Ada di tengah lapangan, di sisi sungai kristal, aku melihat burung-kandang yang batang dan engsel yang dibentuk oleh tangan seorang ahli. Di salah satu sudut tergeletak seekor burung mati, dan di lain dua cekungan - satu kosong air dan yang lainnya benih. Aku berdiri di sana penuh hormat, seolah-olah tak bernyawa burung dan bisikan air itu layak keheningan yang mendalam dan menghormati - sesuatu yang layak pemeriksaan dan meditasi dengan mendengar dan hati nurani.
Saat aku asyik sendiri dalam tampilan dan berpikir, saya menemukan bahwa makhluk malang itu meninggal karena kehausan di samping aliran air, dan kelaparan di tengah-tengah lapangan kaya, cradle kehidupan; seperti orang kaya terkunci di dalam aman besi nya, binasa karena kelaparan di tengah tumpukan emas.
Sebelum mata, aku melihat kandang tiba-tiba berubah menjadi sebuah kerangka manusia, dan burung mati ke dalam hati manusia yang berdarah dari luka mendalam yang tampak seperti bibir seorang perempuan sedih. Sebuah suara datang dari luka itu berkata, "Akulah hati manusia, tawanan substansi dan korban hukum dunia.
"Di lapangan Allah Kecantikan, di tepi arus kehidupan, saya ditahan di kandang hukum dibuat oleh manusia.
"Di tengah Penciptaan indah aku mati diabaikan karena saya terus dari menikmati kebebasan karunia Allah.

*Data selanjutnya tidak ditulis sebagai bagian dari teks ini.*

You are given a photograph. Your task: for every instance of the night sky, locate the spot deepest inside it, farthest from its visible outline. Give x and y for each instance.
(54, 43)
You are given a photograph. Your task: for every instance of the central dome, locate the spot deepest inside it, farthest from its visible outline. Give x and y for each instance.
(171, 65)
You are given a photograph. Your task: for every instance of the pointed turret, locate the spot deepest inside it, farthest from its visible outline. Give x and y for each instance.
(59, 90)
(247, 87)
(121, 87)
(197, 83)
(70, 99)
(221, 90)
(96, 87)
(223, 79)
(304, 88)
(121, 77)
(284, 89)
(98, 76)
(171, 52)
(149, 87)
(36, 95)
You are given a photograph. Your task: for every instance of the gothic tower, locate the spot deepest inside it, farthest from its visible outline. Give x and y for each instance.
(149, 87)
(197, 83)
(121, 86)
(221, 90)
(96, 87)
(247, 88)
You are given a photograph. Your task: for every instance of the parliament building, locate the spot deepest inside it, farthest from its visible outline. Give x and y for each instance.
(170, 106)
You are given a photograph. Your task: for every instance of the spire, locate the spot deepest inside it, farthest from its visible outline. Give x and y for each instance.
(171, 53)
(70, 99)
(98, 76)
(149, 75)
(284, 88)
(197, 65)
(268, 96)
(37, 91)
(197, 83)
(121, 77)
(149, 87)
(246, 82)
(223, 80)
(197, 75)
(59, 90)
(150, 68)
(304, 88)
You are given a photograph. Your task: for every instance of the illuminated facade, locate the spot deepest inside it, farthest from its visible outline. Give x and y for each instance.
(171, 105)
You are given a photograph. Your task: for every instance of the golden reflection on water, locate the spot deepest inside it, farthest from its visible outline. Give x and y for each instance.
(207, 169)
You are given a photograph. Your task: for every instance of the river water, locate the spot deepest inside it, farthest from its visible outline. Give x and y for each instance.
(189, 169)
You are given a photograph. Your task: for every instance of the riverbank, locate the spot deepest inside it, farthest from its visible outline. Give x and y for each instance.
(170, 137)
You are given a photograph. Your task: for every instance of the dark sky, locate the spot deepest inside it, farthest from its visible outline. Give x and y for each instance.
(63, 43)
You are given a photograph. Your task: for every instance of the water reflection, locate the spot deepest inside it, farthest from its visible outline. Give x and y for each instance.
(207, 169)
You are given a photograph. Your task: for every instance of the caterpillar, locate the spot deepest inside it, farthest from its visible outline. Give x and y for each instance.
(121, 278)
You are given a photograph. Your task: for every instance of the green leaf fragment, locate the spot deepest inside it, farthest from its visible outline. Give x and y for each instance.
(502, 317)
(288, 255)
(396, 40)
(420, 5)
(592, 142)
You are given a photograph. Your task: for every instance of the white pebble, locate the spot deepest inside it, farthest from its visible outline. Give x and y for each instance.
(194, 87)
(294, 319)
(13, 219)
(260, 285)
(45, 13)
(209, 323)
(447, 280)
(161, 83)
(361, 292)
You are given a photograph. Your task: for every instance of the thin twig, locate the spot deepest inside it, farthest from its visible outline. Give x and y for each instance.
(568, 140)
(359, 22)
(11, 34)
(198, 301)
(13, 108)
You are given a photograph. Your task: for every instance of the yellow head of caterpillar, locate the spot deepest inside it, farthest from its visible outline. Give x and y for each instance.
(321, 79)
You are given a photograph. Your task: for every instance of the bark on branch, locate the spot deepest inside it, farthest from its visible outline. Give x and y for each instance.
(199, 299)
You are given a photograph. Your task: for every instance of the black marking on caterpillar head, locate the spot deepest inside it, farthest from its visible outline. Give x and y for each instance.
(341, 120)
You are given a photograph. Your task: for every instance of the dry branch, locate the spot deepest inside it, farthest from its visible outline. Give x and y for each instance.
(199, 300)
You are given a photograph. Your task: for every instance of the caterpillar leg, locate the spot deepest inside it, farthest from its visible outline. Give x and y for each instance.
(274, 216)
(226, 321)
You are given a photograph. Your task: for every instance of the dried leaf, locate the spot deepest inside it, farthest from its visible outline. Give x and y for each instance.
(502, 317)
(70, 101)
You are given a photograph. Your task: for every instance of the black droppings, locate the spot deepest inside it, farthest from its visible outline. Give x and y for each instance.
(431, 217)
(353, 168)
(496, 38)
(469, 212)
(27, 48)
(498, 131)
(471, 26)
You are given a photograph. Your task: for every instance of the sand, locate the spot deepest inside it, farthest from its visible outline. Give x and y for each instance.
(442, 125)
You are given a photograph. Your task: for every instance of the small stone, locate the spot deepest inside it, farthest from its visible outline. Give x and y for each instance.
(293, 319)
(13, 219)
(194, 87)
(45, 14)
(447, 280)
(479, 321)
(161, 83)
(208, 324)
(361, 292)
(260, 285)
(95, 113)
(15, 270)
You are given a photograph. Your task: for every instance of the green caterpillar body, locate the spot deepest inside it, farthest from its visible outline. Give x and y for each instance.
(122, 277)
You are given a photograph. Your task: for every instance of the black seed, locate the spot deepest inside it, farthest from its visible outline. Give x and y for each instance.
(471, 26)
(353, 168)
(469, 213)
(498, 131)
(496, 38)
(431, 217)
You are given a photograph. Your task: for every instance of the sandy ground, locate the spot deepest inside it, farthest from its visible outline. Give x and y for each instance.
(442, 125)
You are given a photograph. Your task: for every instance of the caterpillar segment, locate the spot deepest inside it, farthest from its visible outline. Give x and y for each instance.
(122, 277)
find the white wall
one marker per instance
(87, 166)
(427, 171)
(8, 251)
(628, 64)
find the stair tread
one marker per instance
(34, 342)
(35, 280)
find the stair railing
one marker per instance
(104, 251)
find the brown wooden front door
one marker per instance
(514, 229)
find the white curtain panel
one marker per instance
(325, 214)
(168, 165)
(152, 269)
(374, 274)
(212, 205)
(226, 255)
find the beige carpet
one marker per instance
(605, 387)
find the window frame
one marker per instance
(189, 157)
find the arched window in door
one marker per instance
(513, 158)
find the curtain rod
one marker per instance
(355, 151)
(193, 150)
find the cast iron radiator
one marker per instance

"Segala sesuatu keindahan yang membangkitkan cinta dan keinginan adalah memalukan, menurut konsepsi manusia; segala kebaikan yang saya menginginkan hanyalah sia-sia, menurut penilaiannya.
"Akulah hati manusia hilang, dipenjarakan di penjara enak manusia menentukan, diikat dengan rantai otoritas duniawi, mati dan dilupakan oleh tertawa kemanusiaan yang lidahnya terikat dan yang matanya adalah air mata terlihat kosong."
Semua kata-kata ini aku mendengar, dan saya melihat mereka muncul dengan aliran yang pernah penipisan darah dari jantung terluka.
Lebih dikatakan, tapi saya berkabut mata dan menangis harus dicegah melihat lebih lanjut atau pendengaran.